5:45am and I wake up because I have that feeling that someone is watching me. I open one eye and there in front of me is my boy, tears quietly sliding down his cheeks. I sit up, suddenly wide awake. “What’s Wrong?” I say and open up my covers to let him in. He curls his not so little body around mine and buries his head into my side. “I had a bad dream” he sniffs. This is huge, the fact that my boy has reached out to me, has been able figure out what the problem is and express it in words and not just screams or fits of anger… HUGE. I encourage him to tell me what the dream was about, “They say if you tell someone about your bad dream, you won’t have it any more. SO please why don’t you tell me.” My boy wipes his eyes and sits up and begins to retell his dream in the vivid and dramatic way that only he can. It takes all my will power to not smile at him. You see I am an autism mom and I know all to well how big a deal it is that I can have a conversation like this. I appreciate his words, his emotion, his cuddling next to me… is ability to express himself. But I do not dare smile, instead I shake my head and encourage him on.
The dream he tells me about shares even more with me. It once again proves just how deeply my boy feels. You see there were no monsters chasing him in his dream. No bad guys or tragic deaths. No he tells me about how in his dream our family has won the lotto. “We became GAZILLIONAIRES mom. I mean we had so much money that there was not even a name for what we were. We bought a huge house and each member of our family had their own floor with their own butlers and cooks. It was great at first, but then it wasn’t. You see mom we no longer saw one another. Everyone was on their own. Grace and I did not fight because we never saw one another. Mom you did not tuck me in at night or drive me to school or help me with my homework.

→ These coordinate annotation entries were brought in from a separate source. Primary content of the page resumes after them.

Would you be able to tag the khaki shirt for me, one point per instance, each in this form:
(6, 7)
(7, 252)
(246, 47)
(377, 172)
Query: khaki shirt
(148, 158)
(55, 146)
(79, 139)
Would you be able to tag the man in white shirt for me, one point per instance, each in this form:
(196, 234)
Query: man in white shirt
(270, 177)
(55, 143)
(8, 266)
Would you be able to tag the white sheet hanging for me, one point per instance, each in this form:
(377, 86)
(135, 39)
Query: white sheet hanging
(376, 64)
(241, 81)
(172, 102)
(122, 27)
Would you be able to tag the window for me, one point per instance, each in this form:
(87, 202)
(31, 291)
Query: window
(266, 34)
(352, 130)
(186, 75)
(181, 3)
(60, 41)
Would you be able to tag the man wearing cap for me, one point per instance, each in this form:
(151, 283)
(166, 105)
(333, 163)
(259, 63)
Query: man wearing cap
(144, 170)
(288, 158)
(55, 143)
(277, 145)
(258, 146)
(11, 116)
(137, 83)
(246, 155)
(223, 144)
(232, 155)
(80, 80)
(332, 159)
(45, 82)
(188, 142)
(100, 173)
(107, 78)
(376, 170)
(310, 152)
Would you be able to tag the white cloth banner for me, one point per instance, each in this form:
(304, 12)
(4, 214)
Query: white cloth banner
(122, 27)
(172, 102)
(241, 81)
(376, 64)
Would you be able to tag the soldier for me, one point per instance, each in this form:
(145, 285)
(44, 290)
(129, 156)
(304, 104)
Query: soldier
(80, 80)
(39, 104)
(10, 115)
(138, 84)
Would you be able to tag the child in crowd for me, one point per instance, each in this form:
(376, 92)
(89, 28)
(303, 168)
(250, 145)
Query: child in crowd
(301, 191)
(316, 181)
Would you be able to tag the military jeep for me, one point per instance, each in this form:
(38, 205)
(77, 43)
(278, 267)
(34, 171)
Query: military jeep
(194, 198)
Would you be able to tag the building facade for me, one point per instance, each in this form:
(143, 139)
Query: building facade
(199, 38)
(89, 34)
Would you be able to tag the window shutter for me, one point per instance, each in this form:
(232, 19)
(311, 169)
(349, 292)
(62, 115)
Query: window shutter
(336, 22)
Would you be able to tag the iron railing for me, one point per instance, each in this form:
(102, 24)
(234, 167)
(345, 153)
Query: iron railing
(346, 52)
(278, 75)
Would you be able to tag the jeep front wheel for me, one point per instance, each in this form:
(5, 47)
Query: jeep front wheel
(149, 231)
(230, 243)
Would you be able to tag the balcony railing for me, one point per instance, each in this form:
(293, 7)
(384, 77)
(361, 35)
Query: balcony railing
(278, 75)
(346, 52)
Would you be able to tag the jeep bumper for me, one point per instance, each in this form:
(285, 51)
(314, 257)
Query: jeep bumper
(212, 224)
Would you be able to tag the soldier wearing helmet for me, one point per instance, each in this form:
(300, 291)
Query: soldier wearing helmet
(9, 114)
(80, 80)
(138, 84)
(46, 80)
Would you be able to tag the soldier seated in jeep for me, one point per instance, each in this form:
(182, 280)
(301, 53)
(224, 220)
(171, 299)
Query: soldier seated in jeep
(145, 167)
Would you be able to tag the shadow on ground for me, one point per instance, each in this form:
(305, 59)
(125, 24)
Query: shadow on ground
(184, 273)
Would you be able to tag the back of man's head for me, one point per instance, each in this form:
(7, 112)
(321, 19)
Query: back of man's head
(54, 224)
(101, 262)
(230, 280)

Sure there were people there to help us, but they were not family. It was so scary mom. Promise me you will never ever play the lotto. I don’t want to be rich like that EVER!”
I say nothing because there is a lump in my throat. I am overwhelmed with love for this special boy and all that he is and for what he stands for. How did I get so lucky to have him in my life. Just when I get all consumed in things, boxes and boxes of things… this child curls up next to me and reminds me once again what matters.
I don’t love AUTISM, but I do appreciate how it has forced me to see the WHOLE picture. To not only accept things but appreciate them for what they are… or should I say for WHO they are!